We have attempted to make our search as comprehensive as possible. For this reason, we used multiple search engines and created comprehensive queries, combining DRL terms, omics data types, cancer terminology, and temporal concepts. These queries were designed to cover relevant keywords related to our search questions, while also considering synonyms and alternative terms for the keywords. However, we acknowledge these limitations may have missed relevant VAE-specific temporal studies using alternative terminology or methodological descriptions and did not return papers that could be relevant in the domain. Namely, we identified a number of articles that are not captured by our specific queries but we decided to discuss anyway here due to their relevance. For example, Mora et al. [ref. 66] used a VAE to study the differences across stages of clear renal cell carcinoma using different layers of multiomics data (DNA methylation, gene and protein expression). They revealed genes that were significantly differentially expressed between early (stages I and II) and late stages (stages III and IV). Although not focusing on cancer, another interesting related approach can be found in [ref. 64], where they used a VAE to embed bulk RNA-seq data during mouse Central Nervous System (CNS) development. The VAE identified genes with qualitatively different functional profiles and multi-variate trends. The VAE was compared with other embedding methods (PCA, tSNE, UMAP, and PHATE), and was determined to be the most trustworthy at distinguishing genes with known but different anterior–posterior axis association and groups that displayed similar biological enrichment.

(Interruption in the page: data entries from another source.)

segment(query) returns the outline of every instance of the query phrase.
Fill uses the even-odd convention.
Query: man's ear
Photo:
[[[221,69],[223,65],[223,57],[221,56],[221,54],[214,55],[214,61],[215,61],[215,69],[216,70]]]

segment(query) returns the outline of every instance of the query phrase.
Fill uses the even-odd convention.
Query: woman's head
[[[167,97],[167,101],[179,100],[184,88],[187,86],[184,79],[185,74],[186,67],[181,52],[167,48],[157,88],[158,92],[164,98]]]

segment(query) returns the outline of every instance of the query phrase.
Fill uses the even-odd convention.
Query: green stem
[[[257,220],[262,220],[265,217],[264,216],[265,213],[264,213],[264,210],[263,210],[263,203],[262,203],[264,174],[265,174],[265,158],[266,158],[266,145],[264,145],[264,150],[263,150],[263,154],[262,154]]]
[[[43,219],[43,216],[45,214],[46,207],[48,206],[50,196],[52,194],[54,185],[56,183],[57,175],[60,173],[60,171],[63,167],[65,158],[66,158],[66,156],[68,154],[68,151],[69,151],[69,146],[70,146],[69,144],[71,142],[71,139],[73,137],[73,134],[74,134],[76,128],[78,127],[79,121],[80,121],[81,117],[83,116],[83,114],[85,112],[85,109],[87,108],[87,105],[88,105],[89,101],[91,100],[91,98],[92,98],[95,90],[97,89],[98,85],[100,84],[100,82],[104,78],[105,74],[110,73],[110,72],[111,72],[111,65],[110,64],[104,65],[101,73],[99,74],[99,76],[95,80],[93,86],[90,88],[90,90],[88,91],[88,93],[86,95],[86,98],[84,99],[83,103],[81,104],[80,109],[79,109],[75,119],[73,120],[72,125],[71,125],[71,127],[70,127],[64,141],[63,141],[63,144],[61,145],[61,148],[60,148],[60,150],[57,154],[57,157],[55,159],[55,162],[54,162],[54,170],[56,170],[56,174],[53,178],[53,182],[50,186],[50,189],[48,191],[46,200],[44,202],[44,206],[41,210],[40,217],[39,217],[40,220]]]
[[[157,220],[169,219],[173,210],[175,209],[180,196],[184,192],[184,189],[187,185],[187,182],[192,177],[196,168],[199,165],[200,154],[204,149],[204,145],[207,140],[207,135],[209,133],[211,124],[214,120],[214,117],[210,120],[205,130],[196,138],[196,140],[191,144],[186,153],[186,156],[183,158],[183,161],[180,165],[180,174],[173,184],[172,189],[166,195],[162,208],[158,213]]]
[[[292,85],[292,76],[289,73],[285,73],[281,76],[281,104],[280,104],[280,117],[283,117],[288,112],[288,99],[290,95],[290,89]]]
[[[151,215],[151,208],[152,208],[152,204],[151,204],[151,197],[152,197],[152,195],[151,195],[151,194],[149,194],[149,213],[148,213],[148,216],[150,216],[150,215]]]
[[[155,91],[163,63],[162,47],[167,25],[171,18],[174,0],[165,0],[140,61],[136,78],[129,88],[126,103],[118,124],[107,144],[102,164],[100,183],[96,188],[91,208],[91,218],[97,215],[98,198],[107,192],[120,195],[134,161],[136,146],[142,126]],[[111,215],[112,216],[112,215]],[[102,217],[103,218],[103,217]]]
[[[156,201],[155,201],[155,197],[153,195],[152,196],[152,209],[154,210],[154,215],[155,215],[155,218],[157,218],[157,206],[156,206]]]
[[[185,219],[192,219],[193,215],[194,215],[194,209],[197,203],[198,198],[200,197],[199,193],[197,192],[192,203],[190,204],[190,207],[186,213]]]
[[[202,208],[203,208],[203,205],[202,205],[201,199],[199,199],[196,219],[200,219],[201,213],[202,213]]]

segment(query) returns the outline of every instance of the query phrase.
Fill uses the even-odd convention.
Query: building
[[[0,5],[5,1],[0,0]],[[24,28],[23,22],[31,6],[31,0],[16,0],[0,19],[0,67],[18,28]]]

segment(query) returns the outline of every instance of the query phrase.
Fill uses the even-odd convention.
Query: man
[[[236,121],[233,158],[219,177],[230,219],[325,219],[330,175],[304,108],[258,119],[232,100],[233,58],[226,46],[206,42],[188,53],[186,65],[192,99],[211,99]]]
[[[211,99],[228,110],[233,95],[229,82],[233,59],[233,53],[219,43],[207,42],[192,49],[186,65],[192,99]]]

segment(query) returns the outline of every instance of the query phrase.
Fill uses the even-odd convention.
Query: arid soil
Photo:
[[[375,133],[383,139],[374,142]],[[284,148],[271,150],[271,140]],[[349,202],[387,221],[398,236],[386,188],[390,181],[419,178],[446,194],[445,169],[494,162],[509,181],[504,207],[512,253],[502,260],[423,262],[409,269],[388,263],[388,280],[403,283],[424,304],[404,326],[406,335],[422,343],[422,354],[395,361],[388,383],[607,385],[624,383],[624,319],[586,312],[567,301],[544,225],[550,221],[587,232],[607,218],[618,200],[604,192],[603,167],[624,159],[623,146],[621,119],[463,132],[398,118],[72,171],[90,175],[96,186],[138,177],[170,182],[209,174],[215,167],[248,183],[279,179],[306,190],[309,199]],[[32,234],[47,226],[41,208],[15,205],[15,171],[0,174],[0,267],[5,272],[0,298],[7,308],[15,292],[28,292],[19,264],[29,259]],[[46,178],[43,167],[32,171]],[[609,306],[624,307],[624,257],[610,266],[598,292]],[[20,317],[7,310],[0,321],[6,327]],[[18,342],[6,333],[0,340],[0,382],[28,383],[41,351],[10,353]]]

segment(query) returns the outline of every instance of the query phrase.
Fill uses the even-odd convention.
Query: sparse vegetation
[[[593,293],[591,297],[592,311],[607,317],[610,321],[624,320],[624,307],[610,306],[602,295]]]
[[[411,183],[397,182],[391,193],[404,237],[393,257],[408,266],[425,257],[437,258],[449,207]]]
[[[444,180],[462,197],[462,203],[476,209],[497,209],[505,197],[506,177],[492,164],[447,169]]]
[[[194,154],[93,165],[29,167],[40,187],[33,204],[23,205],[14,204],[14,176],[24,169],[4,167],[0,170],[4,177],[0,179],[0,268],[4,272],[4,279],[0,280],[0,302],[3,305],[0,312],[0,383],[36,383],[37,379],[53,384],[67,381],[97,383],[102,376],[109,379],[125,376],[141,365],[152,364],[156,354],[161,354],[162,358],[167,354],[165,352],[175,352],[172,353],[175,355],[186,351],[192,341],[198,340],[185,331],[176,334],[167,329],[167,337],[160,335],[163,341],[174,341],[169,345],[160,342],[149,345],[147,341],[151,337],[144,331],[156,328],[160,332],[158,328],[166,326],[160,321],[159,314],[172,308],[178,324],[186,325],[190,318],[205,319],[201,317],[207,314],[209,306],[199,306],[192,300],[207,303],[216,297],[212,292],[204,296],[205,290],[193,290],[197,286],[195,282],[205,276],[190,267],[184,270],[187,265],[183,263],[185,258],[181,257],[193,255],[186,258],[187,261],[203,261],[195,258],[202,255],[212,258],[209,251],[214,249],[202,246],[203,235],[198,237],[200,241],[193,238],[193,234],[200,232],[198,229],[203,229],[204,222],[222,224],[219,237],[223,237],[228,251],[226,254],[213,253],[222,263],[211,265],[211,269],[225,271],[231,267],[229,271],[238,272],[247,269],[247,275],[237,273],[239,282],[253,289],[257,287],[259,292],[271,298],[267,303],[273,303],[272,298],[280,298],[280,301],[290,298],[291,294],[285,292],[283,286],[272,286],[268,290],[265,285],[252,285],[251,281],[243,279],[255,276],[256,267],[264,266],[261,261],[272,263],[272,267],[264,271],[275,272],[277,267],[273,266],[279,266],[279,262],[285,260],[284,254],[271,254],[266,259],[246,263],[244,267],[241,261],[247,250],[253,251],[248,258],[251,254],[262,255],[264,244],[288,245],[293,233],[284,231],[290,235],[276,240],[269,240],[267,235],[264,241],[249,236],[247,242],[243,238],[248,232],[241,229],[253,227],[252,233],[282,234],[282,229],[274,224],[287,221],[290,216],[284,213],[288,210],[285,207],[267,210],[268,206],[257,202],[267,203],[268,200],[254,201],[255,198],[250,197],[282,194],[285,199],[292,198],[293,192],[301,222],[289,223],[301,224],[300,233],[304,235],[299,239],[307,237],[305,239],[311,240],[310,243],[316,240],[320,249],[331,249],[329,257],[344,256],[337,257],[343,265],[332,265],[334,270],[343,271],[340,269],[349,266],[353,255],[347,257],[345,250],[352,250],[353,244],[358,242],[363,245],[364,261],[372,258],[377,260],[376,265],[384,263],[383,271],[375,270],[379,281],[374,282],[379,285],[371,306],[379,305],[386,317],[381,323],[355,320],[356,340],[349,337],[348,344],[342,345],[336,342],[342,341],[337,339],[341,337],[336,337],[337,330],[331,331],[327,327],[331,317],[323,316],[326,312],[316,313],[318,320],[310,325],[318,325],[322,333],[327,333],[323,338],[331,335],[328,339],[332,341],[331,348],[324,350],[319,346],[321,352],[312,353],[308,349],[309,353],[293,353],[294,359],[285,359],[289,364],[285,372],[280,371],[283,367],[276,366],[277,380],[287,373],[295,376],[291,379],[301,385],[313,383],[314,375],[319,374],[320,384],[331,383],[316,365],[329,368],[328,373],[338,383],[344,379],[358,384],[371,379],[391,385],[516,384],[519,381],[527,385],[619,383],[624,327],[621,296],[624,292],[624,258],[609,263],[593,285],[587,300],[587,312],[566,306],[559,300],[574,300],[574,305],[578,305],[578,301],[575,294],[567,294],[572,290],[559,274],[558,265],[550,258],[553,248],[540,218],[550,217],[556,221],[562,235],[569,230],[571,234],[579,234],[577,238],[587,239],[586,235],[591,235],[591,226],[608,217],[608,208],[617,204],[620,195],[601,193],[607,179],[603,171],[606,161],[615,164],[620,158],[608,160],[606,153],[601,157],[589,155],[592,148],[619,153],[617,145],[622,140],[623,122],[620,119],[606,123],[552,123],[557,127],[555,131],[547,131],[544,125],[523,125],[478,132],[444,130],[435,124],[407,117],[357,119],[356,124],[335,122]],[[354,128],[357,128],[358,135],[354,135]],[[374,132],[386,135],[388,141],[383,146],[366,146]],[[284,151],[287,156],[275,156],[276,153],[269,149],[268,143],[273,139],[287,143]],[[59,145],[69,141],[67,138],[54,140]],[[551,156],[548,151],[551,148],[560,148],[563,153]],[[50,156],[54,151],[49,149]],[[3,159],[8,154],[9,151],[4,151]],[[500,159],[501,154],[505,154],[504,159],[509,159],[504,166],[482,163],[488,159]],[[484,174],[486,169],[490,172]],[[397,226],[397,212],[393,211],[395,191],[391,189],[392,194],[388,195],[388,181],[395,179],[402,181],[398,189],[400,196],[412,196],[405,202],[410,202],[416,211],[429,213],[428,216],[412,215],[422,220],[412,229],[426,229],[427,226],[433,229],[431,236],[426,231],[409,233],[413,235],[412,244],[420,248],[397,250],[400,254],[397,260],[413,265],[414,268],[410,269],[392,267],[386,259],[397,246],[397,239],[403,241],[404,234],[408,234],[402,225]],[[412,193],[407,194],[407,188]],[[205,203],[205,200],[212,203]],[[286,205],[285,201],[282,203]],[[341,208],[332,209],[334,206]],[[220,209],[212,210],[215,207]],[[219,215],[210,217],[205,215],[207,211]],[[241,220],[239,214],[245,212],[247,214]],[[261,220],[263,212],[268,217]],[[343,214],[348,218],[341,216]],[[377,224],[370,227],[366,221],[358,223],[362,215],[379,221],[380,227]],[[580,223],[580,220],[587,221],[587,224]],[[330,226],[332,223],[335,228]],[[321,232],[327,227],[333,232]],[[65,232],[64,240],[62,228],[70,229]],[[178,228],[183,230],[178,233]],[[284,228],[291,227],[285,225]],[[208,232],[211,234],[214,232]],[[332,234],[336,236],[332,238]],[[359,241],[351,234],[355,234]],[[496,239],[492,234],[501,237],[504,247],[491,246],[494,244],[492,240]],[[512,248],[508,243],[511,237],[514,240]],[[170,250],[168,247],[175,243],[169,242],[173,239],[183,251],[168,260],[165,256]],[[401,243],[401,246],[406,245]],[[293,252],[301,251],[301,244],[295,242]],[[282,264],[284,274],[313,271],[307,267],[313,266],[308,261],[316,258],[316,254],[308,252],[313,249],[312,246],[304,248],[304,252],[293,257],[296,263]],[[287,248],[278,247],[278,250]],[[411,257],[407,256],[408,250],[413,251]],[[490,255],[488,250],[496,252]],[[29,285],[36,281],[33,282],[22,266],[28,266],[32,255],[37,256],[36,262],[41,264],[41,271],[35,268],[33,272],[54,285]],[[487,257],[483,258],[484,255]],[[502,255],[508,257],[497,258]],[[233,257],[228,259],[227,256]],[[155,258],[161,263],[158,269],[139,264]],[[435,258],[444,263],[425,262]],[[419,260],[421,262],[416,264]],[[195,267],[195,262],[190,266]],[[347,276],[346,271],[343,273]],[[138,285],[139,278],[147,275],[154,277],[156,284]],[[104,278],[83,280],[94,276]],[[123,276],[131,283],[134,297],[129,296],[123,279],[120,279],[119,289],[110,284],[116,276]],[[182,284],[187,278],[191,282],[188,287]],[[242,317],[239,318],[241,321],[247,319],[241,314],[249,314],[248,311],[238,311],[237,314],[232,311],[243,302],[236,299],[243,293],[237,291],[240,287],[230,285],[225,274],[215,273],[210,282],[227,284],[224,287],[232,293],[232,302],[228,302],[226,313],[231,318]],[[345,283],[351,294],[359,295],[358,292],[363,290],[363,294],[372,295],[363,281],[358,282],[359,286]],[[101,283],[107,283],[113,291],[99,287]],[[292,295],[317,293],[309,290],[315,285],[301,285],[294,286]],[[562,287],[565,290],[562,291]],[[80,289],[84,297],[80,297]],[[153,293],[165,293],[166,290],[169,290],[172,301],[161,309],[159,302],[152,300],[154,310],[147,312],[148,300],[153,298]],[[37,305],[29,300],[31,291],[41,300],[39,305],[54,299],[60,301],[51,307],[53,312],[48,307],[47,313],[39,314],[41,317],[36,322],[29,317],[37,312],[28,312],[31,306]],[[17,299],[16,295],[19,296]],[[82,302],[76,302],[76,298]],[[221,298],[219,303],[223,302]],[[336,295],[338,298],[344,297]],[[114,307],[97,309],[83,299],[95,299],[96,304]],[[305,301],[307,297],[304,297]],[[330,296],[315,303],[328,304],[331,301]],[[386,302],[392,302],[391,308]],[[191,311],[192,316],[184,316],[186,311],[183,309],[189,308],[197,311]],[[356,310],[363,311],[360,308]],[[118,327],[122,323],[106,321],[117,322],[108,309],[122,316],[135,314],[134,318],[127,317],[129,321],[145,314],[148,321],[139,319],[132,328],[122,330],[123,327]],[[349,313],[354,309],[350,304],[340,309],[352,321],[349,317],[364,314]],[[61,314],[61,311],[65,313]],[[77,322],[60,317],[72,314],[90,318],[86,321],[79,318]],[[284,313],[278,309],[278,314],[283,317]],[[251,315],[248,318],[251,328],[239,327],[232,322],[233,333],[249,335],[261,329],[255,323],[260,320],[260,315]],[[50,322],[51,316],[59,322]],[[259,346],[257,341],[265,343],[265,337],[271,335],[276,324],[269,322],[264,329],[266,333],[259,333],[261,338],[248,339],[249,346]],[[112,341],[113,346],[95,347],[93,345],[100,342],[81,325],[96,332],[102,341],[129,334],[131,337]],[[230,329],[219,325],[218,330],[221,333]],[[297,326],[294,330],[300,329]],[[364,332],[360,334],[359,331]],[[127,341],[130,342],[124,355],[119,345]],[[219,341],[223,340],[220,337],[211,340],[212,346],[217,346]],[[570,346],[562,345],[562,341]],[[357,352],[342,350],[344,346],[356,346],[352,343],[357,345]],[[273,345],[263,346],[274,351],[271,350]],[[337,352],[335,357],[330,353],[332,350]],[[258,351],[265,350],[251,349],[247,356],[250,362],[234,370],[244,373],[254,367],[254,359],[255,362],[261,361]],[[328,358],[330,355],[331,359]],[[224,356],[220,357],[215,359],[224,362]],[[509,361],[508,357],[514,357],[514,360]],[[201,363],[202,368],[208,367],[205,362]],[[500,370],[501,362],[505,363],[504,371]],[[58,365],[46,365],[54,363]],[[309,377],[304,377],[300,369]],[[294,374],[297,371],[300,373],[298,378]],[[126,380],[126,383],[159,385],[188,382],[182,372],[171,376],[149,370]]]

The lack of full matches from our queries may reflect substantial challenges and limitations in the field. Research primarily focused on addressing the high dimensionality of omics data through embedding inference, which is subsequently used for downstream tasks. These tasks rarely capture temporal cancer dynamics, except in single-cell studies that leverage embeddings to infer pseudo-time trajectories of cells. However, pseudo-temporal ordering does not provide additional longitudinal information, such as clinically diagnosed stages or the actual elapsed time between cellular states. Such longitudinal omics data are difficult to obtain, and when available, it is often collected during treatment and involve destructive sampling. As a result, omics studies of cancer progression frequently rely on data, i.e. not temporally aligned across patients or samples.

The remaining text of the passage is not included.